I have been giving some careful thought to your art-as-religion complaint, Osprey. I agree there is much less mystery to making art than those who haven't yet taken up a paint brush might think. And money is a poor measure of artistic success, I am the first to admit. But so far as the "art world" is mostly made up of individuals and tiny businesses each with about as many workers as I can count on one hand, it is far less corrupt, or corrupting, or even corruptible, than nearly every other business I can think of. Charlatans abound in all profession and in every age. There was no escaping them in Eighteenth Century and no avoiding them today. Raphael was a smooth talker to the chagrin of grumpy old Michelangelo Buonarotti, and he ashamelessly advertised his talents (both on the canvas and in the salon). But both of them created divine work. They certainly competed for Julius II's favour, but the unpleasantness was on Buonarotti's side. I have known many commercially successful artists and they are no more or less human, delightful and imaginative as the poorer ones.
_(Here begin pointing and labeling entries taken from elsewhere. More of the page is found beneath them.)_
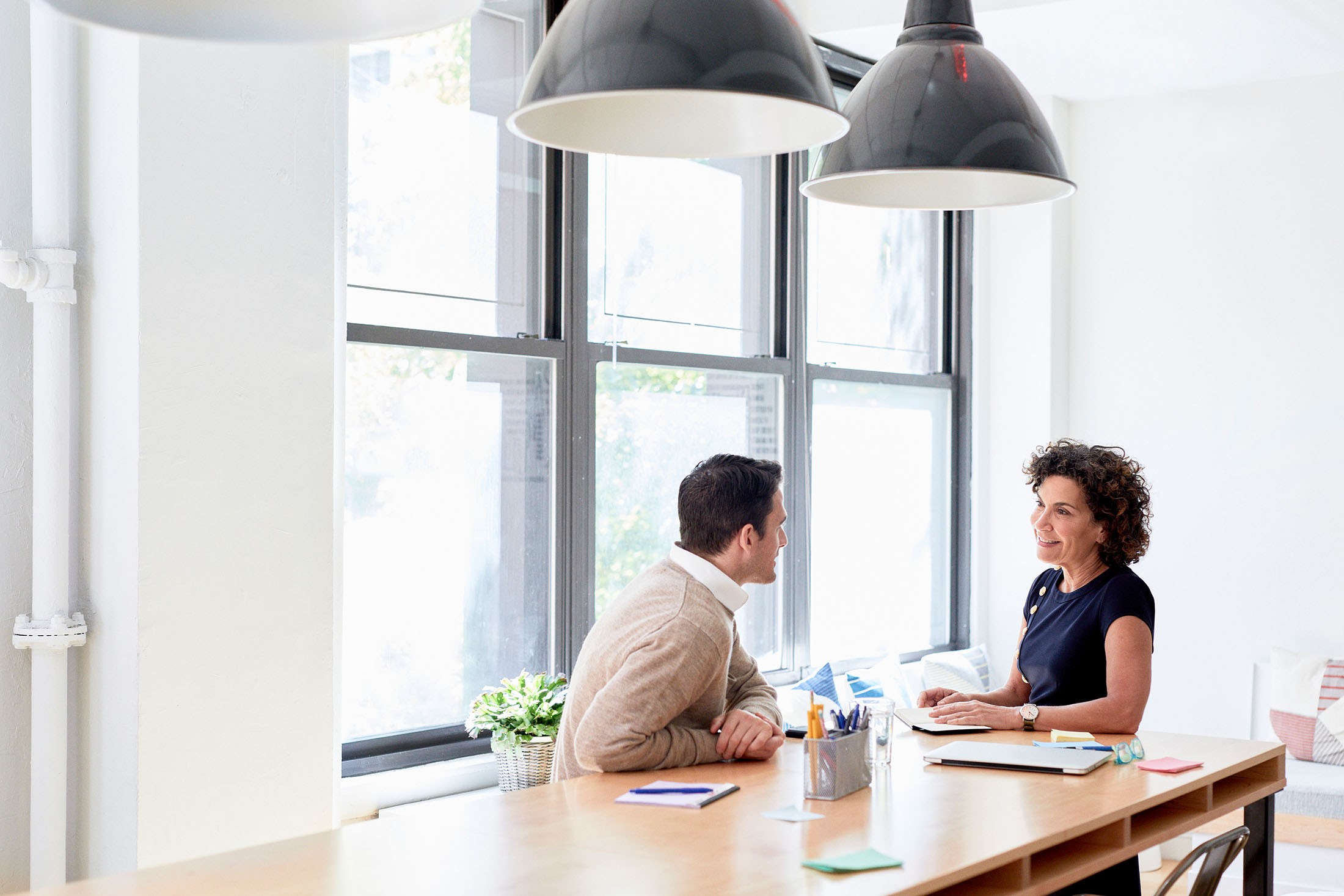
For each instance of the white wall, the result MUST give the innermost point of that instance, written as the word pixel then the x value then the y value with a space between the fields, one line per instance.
pixel 1020 394
pixel 15 446
pixel 209 340
pixel 237 418
pixel 1192 274
pixel 1206 318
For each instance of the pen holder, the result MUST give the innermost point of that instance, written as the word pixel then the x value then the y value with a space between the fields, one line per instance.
pixel 835 769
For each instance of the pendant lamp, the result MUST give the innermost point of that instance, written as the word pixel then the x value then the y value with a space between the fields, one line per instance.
pixel 677 78
pixel 941 124
pixel 271 21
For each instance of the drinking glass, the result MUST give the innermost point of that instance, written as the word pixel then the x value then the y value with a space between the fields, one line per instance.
pixel 1130 751
pixel 879 729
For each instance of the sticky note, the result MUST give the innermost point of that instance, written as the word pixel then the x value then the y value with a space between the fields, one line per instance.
pixel 792 813
pixel 1168 765
pixel 862 860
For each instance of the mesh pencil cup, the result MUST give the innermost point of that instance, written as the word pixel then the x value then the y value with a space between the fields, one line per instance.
pixel 835 769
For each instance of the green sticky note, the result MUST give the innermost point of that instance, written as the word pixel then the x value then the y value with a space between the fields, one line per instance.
pixel 862 860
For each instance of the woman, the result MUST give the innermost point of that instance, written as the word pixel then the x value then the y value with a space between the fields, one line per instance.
pixel 1085 649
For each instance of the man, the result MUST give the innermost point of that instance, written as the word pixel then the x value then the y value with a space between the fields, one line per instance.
pixel 663 679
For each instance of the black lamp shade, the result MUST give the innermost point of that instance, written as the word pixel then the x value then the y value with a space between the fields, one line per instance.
pixel 677 78
pixel 941 124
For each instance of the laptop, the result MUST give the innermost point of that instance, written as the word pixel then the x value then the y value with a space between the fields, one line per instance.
pixel 979 754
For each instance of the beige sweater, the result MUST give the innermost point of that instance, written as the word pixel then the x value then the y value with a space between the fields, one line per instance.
pixel 660 664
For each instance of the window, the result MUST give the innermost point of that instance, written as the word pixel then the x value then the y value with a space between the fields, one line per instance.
pixel 542 344
pixel 448 531
pixel 654 425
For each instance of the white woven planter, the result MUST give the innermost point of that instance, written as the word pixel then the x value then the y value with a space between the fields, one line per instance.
pixel 525 766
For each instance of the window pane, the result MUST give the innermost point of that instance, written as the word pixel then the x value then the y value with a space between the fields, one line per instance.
pixel 444 203
pixel 679 254
pixel 654 425
pixel 881 509
pixel 874 279
pixel 448 531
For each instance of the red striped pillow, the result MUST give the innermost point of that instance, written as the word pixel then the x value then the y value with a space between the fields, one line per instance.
pixel 1306 707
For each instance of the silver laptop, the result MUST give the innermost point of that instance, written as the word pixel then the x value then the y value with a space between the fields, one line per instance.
pixel 1019 758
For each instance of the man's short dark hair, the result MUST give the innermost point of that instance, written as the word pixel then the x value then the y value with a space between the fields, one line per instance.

You are fortunate, dear Osprey, to live in a time when art in all its forms, from high-fashion NYC art-critic's precious find of the moment, to tatoos, to graphic novels (they are still all penny dreadfuls to me), to textile art, to performance and installation art, to calligraphic, photographic, collage, conceptual 3D, motion graphic 2D, handicraft, retrospective, socialist realism and even classicism - all forms and styles of art are esteemed, nay celebrated, find audiences, are published in books and sold at auction, and make money. You are more entirely surrounded by art in the Twenty-first Century than the aristocracy was in the Nineteenth. Not fitting in, as you are pleased to describe it, is just what most artists struggle to achieve. Count it a blessing that it comes so easily to you! It is not the fault of the art world if you feel the worth of the art that you do (and I have been enjoying it for more than a year) is not reflected by the money you earn in doing it. I don't wish to read more into your comments than you meant to say, but I would think your lovely lake view and open-minded students make you a far wealthier artist than most.
 
This comment has been removed by the author.
 
It's obvious to me that art is magic - that our idea of magic was born in a cave somewhere as someone looked at a sinuous crack and pointed out to another that it formed an animal. The second person couldn't see it. The first took charcoal and outlined the animal, adding details. The second person was astounded - that is magic, art. It comes from the artist's eye, not any outside business. The tawdry trappings of religion that include hushed tones and the secret path to the deity that only a few know - these to me get in the way. Both young artists and those who are interested in looking at art are bamboozled into thinking them part of art itself when they aren't. I'm sorry if I came accross as bitter - that wasn't my intent nor is it how I feel. I consciously decided back at the dawn of time that even though it didn't fit with the way things were, that it should be possible to live anywhere. I'm not time-based and I'm also not space-based, although hardly anyone knows what I'm talking about. I dislike that the art world fosters competition and disharmony in artists. Partly it is this society we live in where no one trusts their own judgement but seeks experts to guide him in making choices and things must be ranked. The other part is that it's in the interest of the art business to create an aura, and to use such tools as they can invent to control and subdue artists.